The above-mentioned storage medium may be a read-only memory, a magnetic disk or an optical disk, or the like.
In the description of the present specification, a description referring to terms "one embodiment," "some embodiments," "examples," "specific examples," or "some examples," etc., means that a particular feature, structure, material, or characteristic described in connection with the embodiment or example is included in at least one embodiment or example of the present application. In this specification, schematic representations of the above terms do not necessarily refer to the same embodiments or examples.

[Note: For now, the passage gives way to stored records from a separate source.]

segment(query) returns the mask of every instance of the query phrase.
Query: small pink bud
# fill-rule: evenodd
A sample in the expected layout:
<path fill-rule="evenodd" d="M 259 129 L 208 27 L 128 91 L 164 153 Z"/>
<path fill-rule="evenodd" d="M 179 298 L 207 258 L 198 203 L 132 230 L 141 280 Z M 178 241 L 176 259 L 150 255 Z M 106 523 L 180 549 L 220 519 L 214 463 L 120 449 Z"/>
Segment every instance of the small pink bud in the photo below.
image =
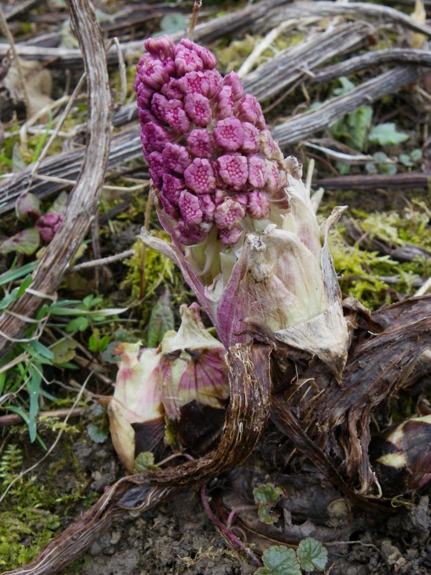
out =
<path fill-rule="evenodd" d="M 197 195 L 190 191 L 182 191 L 178 200 L 178 206 L 186 224 L 200 224 L 202 221 L 202 210 Z"/>
<path fill-rule="evenodd" d="M 259 131 L 249 122 L 243 122 L 244 144 L 243 150 L 249 154 L 259 152 L 260 147 Z"/>
<path fill-rule="evenodd" d="M 187 144 L 191 153 L 197 158 L 211 158 L 214 154 L 213 137 L 206 130 L 192 130 L 187 137 Z"/>
<path fill-rule="evenodd" d="M 198 44 L 192 42 L 188 38 L 183 38 L 180 40 L 180 45 L 178 48 L 180 46 L 184 46 L 189 50 L 195 52 L 201 58 L 205 68 L 212 70 L 217 65 L 217 60 L 212 52 L 210 52 L 203 46 L 199 46 Z"/>
<path fill-rule="evenodd" d="M 148 156 L 148 173 L 155 185 L 159 187 L 162 182 L 162 176 L 165 172 L 164 162 L 159 152 L 152 152 Z"/>
<path fill-rule="evenodd" d="M 224 119 L 233 115 L 233 96 L 230 86 L 224 86 L 214 96 L 214 113 L 217 118 Z"/>
<path fill-rule="evenodd" d="M 156 122 L 157 123 L 159 121 L 159 118 L 156 117 L 151 110 L 148 110 L 147 108 L 143 108 L 140 110 L 138 112 L 138 117 L 141 128 L 143 128 L 146 124 L 148 124 L 149 122 Z"/>
<path fill-rule="evenodd" d="M 210 101 L 202 94 L 187 94 L 184 99 L 188 117 L 197 126 L 205 128 L 211 121 Z"/>
<path fill-rule="evenodd" d="M 205 70 L 205 76 L 209 83 L 207 96 L 214 98 L 223 86 L 223 78 L 217 70 Z"/>
<path fill-rule="evenodd" d="M 224 183 L 236 190 L 243 189 L 248 177 L 245 156 L 221 156 L 217 160 L 218 174 Z"/>
<path fill-rule="evenodd" d="M 168 81 L 169 74 L 162 62 L 160 60 L 155 60 L 141 67 L 140 78 L 141 81 L 149 87 L 158 90 Z"/>
<path fill-rule="evenodd" d="M 233 117 L 219 120 L 213 135 L 216 145 L 226 152 L 236 152 L 244 143 L 242 124 Z"/>
<path fill-rule="evenodd" d="M 169 82 L 163 84 L 160 90 L 163 95 L 170 99 L 175 98 L 180 100 L 183 97 L 183 93 L 180 90 L 179 81 L 176 78 L 171 78 Z"/>
<path fill-rule="evenodd" d="M 209 194 L 216 187 L 216 176 L 209 160 L 195 158 L 184 170 L 184 179 L 188 187 L 197 194 Z"/>
<path fill-rule="evenodd" d="M 238 117 L 243 122 L 250 122 L 261 129 L 266 126 L 261 106 L 254 96 L 246 94 L 239 103 L 237 112 Z"/>
<path fill-rule="evenodd" d="M 245 210 L 241 205 L 228 198 L 216 208 L 214 221 L 219 229 L 232 229 L 245 216 Z"/>
<path fill-rule="evenodd" d="M 243 230 L 241 228 L 235 227 L 231 229 L 220 229 L 218 235 L 224 246 L 234 246 L 241 237 Z"/>
<path fill-rule="evenodd" d="M 167 143 L 162 156 L 165 167 L 178 174 L 182 174 L 191 161 L 187 148 L 179 144 Z"/>
<path fill-rule="evenodd" d="M 209 194 L 201 194 L 199 196 L 201 209 L 202 210 L 202 221 L 211 223 L 214 219 L 216 205 Z"/>
<path fill-rule="evenodd" d="M 149 108 L 153 94 L 153 90 L 149 88 L 145 84 L 141 83 L 140 81 L 136 90 L 136 101 L 138 108 L 141 109 Z"/>
<path fill-rule="evenodd" d="M 178 220 L 180 217 L 179 210 L 176 206 L 174 205 L 171 202 L 170 202 L 163 191 L 159 194 L 159 199 L 160 201 L 160 204 L 163 209 L 168 216 L 172 218 L 172 220 Z"/>
<path fill-rule="evenodd" d="M 184 220 L 179 220 L 175 228 L 177 237 L 184 246 L 194 246 L 205 239 L 207 232 L 198 225 L 190 225 Z"/>
<path fill-rule="evenodd" d="M 257 156 L 249 156 L 248 181 L 253 187 L 263 187 L 267 181 L 267 171 L 265 160 Z"/>
<path fill-rule="evenodd" d="M 164 112 L 168 105 L 168 100 L 159 92 L 156 92 L 151 100 L 151 110 L 159 120 L 165 121 Z"/>
<path fill-rule="evenodd" d="M 174 40 L 166 34 L 158 38 L 148 38 L 144 43 L 144 47 L 150 54 L 163 60 L 172 55 Z"/>
<path fill-rule="evenodd" d="M 230 86 L 232 90 L 232 97 L 234 102 L 239 100 L 244 95 L 244 88 L 241 83 L 240 76 L 233 70 L 226 74 L 223 79 L 224 86 Z"/>
<path fill-rule="evenodd" d="M 185 134 L 188 132 L 190 121 L 180 100 L 169 101 L 164 110 L 164 117 L 165 121 L 176 134 Z"/>
<path fill-rule="evenodd" d="M 262 130 L 260 134 L 260 151 L 268 160 L 283 160 L 282 151 L 272 139 L 269 130 Z"/>
<path fill-rule="evenodd" d="M 178 80 L 178 86 L 183 94 L 202 94 L 206 96 L 210 89 L 210 83 L 206 72 L 188 72 Z"/>
<path fill-rule="evenodd" d="M 153 150 L 162 152 L 172 140 L 171 134 L 157 122 L 149 122 L 142 129 L 143 144 L 148 152 Z"/>
<path fill-rule="evenodd" d="M 176 67 L 175 66 L 175 61 L 172 58 L 167 58 L 163 62 L 163 67 L 166 70 L 168 76 L 170 78 L 172 76 L 175 76 L 176 72 Z"/>
<path fill-rule="evenodd" d="M 271 206 L 268 198 L 261 191 L 255 190 L 247 195 L 247 212 L 253 220 L 264 220 L 268 217 Z"/>
<path fill-rule="evenodd" d="M 161 177 L 164 195 L 171 204 L 178 205 L 180 194 L 186 187 L 184 180 L 182 178 L 175 178 L 175 176 L 166 173 L 163 174 Z"/>
<path fill-rule="evenodd" d="M 203 63 L 195 52 L 180 44 L 175 48 L 174 53 L 178 76 L 184 76 L 187 72 L 203 68 Z"/>

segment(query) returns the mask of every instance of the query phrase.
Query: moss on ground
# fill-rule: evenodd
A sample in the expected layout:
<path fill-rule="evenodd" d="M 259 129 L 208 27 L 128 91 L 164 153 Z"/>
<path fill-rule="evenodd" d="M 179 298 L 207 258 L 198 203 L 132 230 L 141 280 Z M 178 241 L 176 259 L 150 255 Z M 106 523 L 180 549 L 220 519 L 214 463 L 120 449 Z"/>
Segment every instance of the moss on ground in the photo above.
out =
<path fill-rule="evenodd" d="M 49 425 L 53 423 L 51 420 Z M 83 430 L 74 425 L 66 426 L 64 430 L 60 446 L 52 455 L 56 460 L 46 460 L 47 463 L 41 463 L 39 468 L 16 481 L 0 503 L 1 571 L 16 569 L 34 559 L 64 528 L 61 521 L 76 508 L 78 502 L 89 507 L 97 499 L 95 494 L 89 492 L 87 473 L 72 448 L 77 436 L 82 435 Z M 20 471 L 43 455 L 41 452 L 34 459 L 26 456 L 25 447 L 29 448 L 29 454 L 37 450 L 34 446 L 26 446 L 20 436 L 23 430 L 26 434 L 25 426 L 11 430 L 13 440 L 0 455 L 2 492 Z M 45 431 L 50 434 L 46 424 Z M 18 442 L 23 446 L 19 447 Z"/>

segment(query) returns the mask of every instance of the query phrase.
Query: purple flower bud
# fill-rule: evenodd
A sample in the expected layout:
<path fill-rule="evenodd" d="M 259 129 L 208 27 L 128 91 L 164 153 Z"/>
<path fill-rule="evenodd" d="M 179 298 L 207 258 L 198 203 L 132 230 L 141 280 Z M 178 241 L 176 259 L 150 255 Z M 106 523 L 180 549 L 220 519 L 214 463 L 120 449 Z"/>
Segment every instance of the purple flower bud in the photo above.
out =
<path fill-rule="evenodd" d="M 172 220 L 178 220 L 180 217 L 180 212 L 178 207 L 169 201 L 166 195 L 161 191 L 159 194 L 159 199 L 161 204 L 162 208 Z"/>
<path fill-rule="evenodd" d="M 181 215 L 186 224 L 200 224 L 202 221 L 202 210 L 197 195 L 190 191 L 182 191 L 178 205 Z"/>
<path fill-rule="evenodd" d="M 184 220 L 179 220 L 175 228 L 177 237 L 184 246 L 194 246 L 205 240 L 206 232 L 198 225 L 190 225 Z"/>
<path fill-rule="evenodd" d="M 202 94 L 207 96 L 210 90 L 207 72 L 188 72 L 178 80 L 178 86 L 183 94 Z"/>
<path fill-rule="evenodd" d="M 159 92 L 155 92 L 151 100 L 151 110 L 159 120 L 165 121 L 165 110 L 169 100 Z"/>
<path fill-rule="evenodd" d="M 184 46 L 177 46 L 174 51 L 174 54 L 175 68 L 179 76 L 184 76 L 187 72 L 194 72 L 203 68 L 203 63 L 196 52 Z"/>
<path fill-rule="evenodd" d="M 211 121 L 210 101 L 202 94 L 187 94 L 184 99 L 184 109 L 188 117 L 197 126 L 205 128 Z"/>
<path fill-rule="evenodd" d="M 242 233 L 242 229 L 235 226 L 230 229 L 220 230 L 218 235 L 224 246 L 234 246 L 241 237 Z"/>
<path fill-rule="evenodd" d="M 264 220 L 268 217 L 271 206 L 268 198 L 261 191 L 255 190 L 248 194 L 247 212 L 253 220 Z"/>
<path fill-rule="evenodd" d="M 261 129 L 266 126 L 260 104 L 254 96 L 246 94 L 238 105 L 238 117 L 243 122 L 249 122 Z"/>
<path fill-rule="evenodd" d="M 234 102 L 239 100 L 244 95 L 244 88 L 241 83 L 240 76 L 233 70 L 226 74 L 223 79 L 224 86 L 230 86 L 232 90 L 232 97 Z"/>
<path fill-rule="evenodd" d="M 160 186 L 162 182 L 162 176 L 164 174 L 164 162 L 162 155 L 159 152 L 152 152 L 148 156 L 148 170 L 150 178 L 156 186 Z"/>
<path fill-rule="evenodd" d="M 171 204 L 178 205 L 180 194 L 186 187 L 184 180 L 166 173 L 162 175 L 162 179 L 163 191 L 165 196 Z"/>
<path fill-rule="evenodd" d="M 224 86 L 214 98 L 214 113 L 217 118 L 224 119 L 233 115 L 233 96 L 230 86 Z"/>
<path fill-rule="evenodd" d="M 174 40 L 170 36 L 165 34 L 158 38 L 148 38 L 144 43 L 147 52 L 159 60 L 166 60 L 172 56 Z"/>
<path fill-rule="evenodd" d="M 167 143 L 162 156 L 165 167 L 178 174 L 182 174 L 191 161 L 187 148 L 179 144 Z"/>
<path fill-rule="evenodd" d="M 269 130 L 262 130 L 260 134 L 260 151 L 268 160 L 278 160 L 281 162 L 283 159 L 283 153 L 278 144 L 272 139 Z"/>
<path fill-rule="evenodd" d="M 145 84 L 140 83 L 136 87 L 136 101 L 140 109 L 149 108 L 154 90 Z"/>
<path fill-rule="evenodd" d="M 154 114 L 150 110 L 148 110 L 146 108 L 143 108 L 141 110 L 140 110 L 138 113 L 138 116 L 141 128 L 143 128 L 146 124 L 148 124 L 149 122 L 155 122 L 157 123 L 159 121 L 158 118 L 156 117 Z"/>
<path fill-rule="evenodd" d="M 249 122 L 243 122 L 244 144 L 242 150 L 248 154 L 259 152 L 260 148 L 259 131 Z"/>
<path fill-rule="evenodd" d="M 192 130 L 187 137 L 190 151 L 197 158 L 211 158 L 214 147 L 211 135 L 206 130 Z"/>
<path fill-rule="evenodd" d="M 240 204 L 228 198 L 216 208 L 214 221 L 219 229 L 232 229 L 245 216 L 245 210 Z"/>
<path fill-rule="evenodd" d="M 184 179 L 187 187 L 197 194 L 209 194 L 216 187 L 216 175 L 209 160 L 195 158 L 184 170 Z"/>
<path fill-rule="evenodd" d="M 219 120 L 213 135 L 216 145 L 226 152 L 236 152 L 244 143 L 243 125 L 233 117 Z"/>
<path fill-rule="evenodd" d="M 192 42 L 188 38 L 183 38 L 182 40 L 180 40 L 180 45 L 178 48 L 179 48 L 180 46 L 184 46 L 189 50 L 195 52 L 201 58 L 203 63 L 203 66 L 208 70 L 212 70 L 217 65 L 216 56 L 211 52 L 203 46 L 199 46 L 198 44 Z"/>
<path fill-rule="evenodd" d="M 160 60 L 147 62 L 140 70 L 140 78 L 147 86 L 159 90 L 169 79 L 169 75 Z"/>
<path fill-rule="evenodd" d="M 168 76 L 175 76 L 176 71 L 175 62 L 172 58 L 167 58 L 163 62 L 163 67 Z"/>
<path fill-rule="evenodd" d="M 236 190 L 244 189 L 248 177 L 247 159 L 245 156 L 221 156 L 217 163 L 218 174 L 226 185 Z"/>
<path fill-rule="evenodd" d="M 261 188 L 267 181 L 267 171 L 265 160 L 258 156 L 249 156 L 248 181 L 253 187 Z"/>
<path fill-rule="evenodd" d="M 168 82 L 163 84 L 160 91 L 167 98 L 180 100 L 183 97 L 183 93 L 180 90 L 179 82 L 179 80 L 176 78 L 171 78 Z"/>
<path fill-rule="evenodd" d="M 176 134 L 186 134 L 188 132 L 190 121 L 180 100 L 170 100 L 164 109 L 164 117 Z"/>
<path fill-rule="evenodd" d="M 207 96 L 208 98 L 214 98 L 223 86 L 223 78 L 217 70 L 206 70 L 205 76 L 209 83 Z"/>
<path fill-rule="evenodd" d="M 216 204 L 211 200 L 210 194 L 201 194 L 199 196 L 201 209 L 202 210 L 202 221 L 210 223 L 214 219 Z"/>
<path fill-rule="evenodd" d="M 47 244 L 49 243 L 64 219 L 64 212 L 58 214 L 45 214 L 38 218 L 34 227 L 39 232 L 43 241 Z"/>
<path fill-rule="evenodd" d="M 148 152 L 153 150 L 163 152 L 165 146 L 172 140 L 170 132 L 157 122 L 149 122 L 145 124 L 142 129 L 142 133 L 143 144 Z"/>

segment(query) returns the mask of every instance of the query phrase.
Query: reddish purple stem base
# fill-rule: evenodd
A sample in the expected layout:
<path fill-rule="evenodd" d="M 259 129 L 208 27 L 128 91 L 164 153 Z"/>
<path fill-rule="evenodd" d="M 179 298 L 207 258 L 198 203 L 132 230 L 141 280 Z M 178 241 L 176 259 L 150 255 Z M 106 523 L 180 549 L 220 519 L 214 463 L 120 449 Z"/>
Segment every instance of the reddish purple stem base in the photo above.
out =
<path fill-rule="evenodd" d="M 262 564 L 259 559 L 257 559 L 251 549 L 247 547 L 247 546 L 245 545 L 238 537 L 237 537 L 236 535 L 234 535 L 230 529 L 222 523 L 218 518 L 216 517 L 213 513 L 211 510 L 211 507 L 210 507 L 208 497 L 206 495 L 206 484 L 203 485 L 201 488 L 201 499 L 202 500 L 205 512 L 209 519 L 213 522 L 216 527 L 218 527 L 223 535 L 225 535 L 228 538 L 232 545 L 234 545 L 238 547 L 239 549 L 242 551 L 247 556 L 247 557 L 248 557 L 249 559 L 256 567 L 263 567 L 263 566 Z"/>

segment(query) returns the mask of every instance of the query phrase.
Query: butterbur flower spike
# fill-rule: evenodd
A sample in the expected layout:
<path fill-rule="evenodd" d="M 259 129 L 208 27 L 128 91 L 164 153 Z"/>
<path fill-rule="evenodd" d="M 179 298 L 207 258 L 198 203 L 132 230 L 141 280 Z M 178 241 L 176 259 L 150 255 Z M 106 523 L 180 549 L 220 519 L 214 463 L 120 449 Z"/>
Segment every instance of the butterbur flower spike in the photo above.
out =
<path fill-rule="evenodd" d="M 143 150 L 172 244 L 143 240 L 180 266 L 226 347 L 263 325 L 339 379 L 348 333 L 328 233 L 343 208 L 318 225 L 301 166 L 283 158 L 235 72 L 222 78 L 190 40 L 145 45 L 135 83 Z"/>
<path fill-rule="evenodd" d="M 130 473 L 140 451 L 163 453 L 165 418 L 180 423 L 190 404 L 206 408 L 207 419 L 216 411 L 213 431 L 220 431 L 217 412 L 222 420 L 229 396 L 225 350 L 205 329 L 199 309 L 197 304 L 182 305 L 179 329 L 167 332 L 156 349 L 141 348 L 139 342 L 114 348 L 120 356 L 115 391 L 99 401 L 109 416 L 114 447 Z M 199 433 L 199 422 L 195 428 Z M 190 433 L 187 439 L 194 440 Z"/>

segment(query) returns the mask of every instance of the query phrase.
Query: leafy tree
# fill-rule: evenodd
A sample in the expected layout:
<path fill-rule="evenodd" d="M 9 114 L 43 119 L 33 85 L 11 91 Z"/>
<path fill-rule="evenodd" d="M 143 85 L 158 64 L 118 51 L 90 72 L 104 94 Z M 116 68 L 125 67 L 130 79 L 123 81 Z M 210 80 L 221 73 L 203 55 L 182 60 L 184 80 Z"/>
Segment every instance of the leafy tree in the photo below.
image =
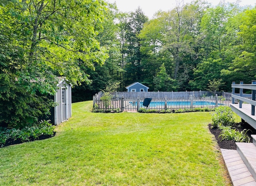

Furthermore, the particular features, structures, materials, or characteristics described may be combined in any suitable manner in any one or more embodiments or examples.
While embodiments of the present application have been shown and described above, it will be understood that the above embodiments are illustrative and not to be construed as limiting the application, and that variations, modifications, alternatives and variations may be made to the above embodiments by one of ordinary skill in the art within the scope of the application.